Anoressia e bulimia prime cause morte per malattia tra ragazze

150-200mila malate in Italia, soprattutto tra 12 e 25 anni

ROMA - Anoressia e bulimia nervosa sono la prima causa di morte per malattia tra le ragazze, soprattutto tra i 12 e i 25 anni, le più esposte ai disturbi del comportamento alimentare di cui soffrono in Italia tra le 150 e le 200mila giovani. E' il quadro allarmante tracciato dalla Società italiana per lo studio dei disturbi del comportamento alimentare, Sisdca, che oggi a Roma, al Policlinico Umberto I, ha presentato alla stampa le più recenti statistiche su anoressia e bulimia nervosa e le proposte per migliorare la cura di queste patologie.

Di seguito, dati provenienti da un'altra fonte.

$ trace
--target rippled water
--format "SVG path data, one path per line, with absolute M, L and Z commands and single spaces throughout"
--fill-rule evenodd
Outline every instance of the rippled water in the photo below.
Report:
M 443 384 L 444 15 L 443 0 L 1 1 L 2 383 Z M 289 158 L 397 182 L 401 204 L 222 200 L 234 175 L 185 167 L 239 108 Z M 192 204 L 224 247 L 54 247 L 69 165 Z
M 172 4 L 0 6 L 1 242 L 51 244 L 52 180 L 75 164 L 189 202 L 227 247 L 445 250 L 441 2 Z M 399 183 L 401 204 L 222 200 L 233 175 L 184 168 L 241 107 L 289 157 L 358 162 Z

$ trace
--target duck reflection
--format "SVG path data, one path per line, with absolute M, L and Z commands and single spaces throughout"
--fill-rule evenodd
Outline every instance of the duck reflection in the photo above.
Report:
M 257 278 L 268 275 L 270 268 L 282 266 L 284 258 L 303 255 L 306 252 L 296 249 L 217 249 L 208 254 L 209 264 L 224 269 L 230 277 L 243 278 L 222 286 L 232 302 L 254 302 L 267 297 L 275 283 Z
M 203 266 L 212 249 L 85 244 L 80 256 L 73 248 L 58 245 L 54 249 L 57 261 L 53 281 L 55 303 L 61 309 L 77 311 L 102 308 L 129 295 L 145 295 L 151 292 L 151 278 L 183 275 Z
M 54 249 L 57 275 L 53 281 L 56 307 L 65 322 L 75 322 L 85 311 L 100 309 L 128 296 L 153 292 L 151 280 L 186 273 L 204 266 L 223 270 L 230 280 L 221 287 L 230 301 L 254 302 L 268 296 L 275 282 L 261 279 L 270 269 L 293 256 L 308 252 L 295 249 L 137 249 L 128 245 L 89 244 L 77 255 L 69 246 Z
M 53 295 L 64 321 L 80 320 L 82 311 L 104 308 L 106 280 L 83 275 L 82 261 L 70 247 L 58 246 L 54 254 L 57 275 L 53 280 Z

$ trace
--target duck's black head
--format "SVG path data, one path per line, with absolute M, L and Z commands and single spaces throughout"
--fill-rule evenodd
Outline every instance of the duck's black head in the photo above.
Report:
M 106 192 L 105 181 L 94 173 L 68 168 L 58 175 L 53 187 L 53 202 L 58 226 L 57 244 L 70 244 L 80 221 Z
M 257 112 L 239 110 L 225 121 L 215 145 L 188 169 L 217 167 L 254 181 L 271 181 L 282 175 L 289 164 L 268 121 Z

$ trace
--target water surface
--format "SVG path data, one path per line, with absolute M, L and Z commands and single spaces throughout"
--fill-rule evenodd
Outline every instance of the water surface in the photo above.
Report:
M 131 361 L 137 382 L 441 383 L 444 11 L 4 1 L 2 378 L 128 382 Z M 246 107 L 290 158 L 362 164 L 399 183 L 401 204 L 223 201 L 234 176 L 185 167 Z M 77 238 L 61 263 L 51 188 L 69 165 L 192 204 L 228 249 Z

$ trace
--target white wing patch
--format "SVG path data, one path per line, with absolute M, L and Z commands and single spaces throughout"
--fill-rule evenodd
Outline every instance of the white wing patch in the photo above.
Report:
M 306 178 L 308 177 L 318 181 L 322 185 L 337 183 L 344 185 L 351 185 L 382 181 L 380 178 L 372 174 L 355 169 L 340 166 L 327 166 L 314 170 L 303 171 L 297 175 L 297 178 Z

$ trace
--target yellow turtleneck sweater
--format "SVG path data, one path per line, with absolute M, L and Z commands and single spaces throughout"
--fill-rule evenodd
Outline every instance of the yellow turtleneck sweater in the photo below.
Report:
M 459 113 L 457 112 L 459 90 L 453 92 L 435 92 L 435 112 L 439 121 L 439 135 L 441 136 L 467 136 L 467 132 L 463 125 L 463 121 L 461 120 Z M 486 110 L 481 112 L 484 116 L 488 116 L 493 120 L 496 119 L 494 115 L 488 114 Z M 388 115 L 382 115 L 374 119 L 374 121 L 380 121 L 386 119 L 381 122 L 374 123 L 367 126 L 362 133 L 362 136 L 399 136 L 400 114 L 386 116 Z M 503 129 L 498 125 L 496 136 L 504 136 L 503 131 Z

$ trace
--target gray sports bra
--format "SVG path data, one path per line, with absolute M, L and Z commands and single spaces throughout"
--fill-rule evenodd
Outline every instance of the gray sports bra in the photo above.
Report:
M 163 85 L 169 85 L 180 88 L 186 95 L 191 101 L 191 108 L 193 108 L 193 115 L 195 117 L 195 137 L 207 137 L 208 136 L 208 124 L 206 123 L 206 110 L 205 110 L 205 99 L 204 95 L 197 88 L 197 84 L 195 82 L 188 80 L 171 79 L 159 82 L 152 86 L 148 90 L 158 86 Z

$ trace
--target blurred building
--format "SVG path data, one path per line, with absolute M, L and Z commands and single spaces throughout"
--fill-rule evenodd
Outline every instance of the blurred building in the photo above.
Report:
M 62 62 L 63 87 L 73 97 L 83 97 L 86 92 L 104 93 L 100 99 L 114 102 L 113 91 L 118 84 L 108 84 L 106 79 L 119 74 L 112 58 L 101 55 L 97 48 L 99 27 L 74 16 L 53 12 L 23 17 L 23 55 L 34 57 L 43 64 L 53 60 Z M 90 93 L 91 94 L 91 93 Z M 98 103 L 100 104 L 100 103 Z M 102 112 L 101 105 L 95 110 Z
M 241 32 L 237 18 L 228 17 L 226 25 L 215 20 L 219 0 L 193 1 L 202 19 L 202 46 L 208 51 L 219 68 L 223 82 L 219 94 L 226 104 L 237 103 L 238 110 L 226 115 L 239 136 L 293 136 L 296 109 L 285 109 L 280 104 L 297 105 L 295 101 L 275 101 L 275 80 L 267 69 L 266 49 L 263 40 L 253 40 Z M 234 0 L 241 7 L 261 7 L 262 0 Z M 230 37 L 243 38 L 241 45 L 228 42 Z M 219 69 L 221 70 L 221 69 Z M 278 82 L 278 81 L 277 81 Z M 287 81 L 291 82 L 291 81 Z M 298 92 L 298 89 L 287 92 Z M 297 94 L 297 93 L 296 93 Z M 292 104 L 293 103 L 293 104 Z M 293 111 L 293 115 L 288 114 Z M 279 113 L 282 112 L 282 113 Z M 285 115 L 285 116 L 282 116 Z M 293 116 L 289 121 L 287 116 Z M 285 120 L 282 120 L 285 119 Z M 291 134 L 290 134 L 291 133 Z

Perché la parte più difficile della cura è proprio convincere le ragazze a curarsi, ovvero a mangiare e a farlo con serenità. Sono ragazze lucide, intelligenti, studiano con profitto o lavorano bene, sono capaci di spiegare la propria situazione e comprendono in pieno i rischi della loro scelta, eppure continuano a dire di no alle cure, preferendo morire che aumentare di peso o perdere il controllo sul proprio corpo. E per questo i disturbi alimentari tendono a diventare cronici, non solo, gli esperti sono ancora più preoccupati, perchè i dati sono chiari: anoressia e bulimia sono in aumento.

I disturbi del comportamento alimentare, non vanno infatti sottovalutati, sono - sottolineano i medici - patologie gravi, invalidanti, con elevato indice di mortalità. Colpiscono abitualmente giovani donne in età compresa tra i 12 e i 25 anni, richiedono cure prolungate il cui esito è favorevole nel 70% dei casi, mentre nel 30% dei casi si parla di malattia molto resistente alle cure e cronicità. Attualmente, la prevalenza di anoressia nervosa e bulimia nervosa nella popolazione generale è dello 0.2% - 0.3%: ovvero in Italia, su circa 60 milioni di abitanti, si possono calcolare 150-200 mila ragazze malate. A queste vanno aggiunti casi atipici e i casi di non altrimenti classificati (Ednos), per cui i numeri si possono triplicare.

E' forte inoltre il rischio di cronicizzazione con l'insorgenza di complicanze mediche e psichiatriche. La mortalità per suicidio o per complicanze somatiche conseguenti alla malnutrizione è del 10% a dieci anni dall'esordio e del 20% a venti anni: costituisce la prima causa di morte per malattia nella fascia di età compresa tra i 12 e i 25 anni, in pazienti di sesso femminile, ovvero 0,56% all'anno. Non solo i disturbi del comportamento alimentare sono la prima causa di morte per malattia tra le giovani donne, ma «si tratta di patologie in continuo aumento - ha dichiarato Roberto Ostuzzi, presidente di Sisdca - tanto da rappresentare ormai un vero allarme socio-sanitario», e il dato è ancora più preoccupante perché «fare accettare una terapia a chi soffre di un disturbo alimentare è particolarmente difficile per la natura stessa della malattia ed è proprio questo elemento che determina la frequente cronicizzazione della patologia».

Il primo problema è quindi come riuscire a convincere le giovani a curarsi, come fare per attuare le cure 'salvavita' e garantire una continuità di trattamento. «La terapia per essere accettata ha bisogno di un preciso percorso che cerchi di coinvolgere le ragazze e creare con loro la necessaria relazione», continua Ostuzzi, che però avverte: «Nelle situazioni più gravi a volte è necessario ricorrere a trattamenti salvavita coercitivi». Ma questo è molto difficile, stante le norme attuali che regolano il trattamento sanitario obbligatorio, ed è proprio questo il problema - spiega il presidente del Sisdca - che gli esperti hanno voluto sollevare, «proponendo nuove modalità operative che possano risultare più utili e praticabili invece che ricorrere al trattamenti sanitari obbligatori tramite i servizi Psichiatrici».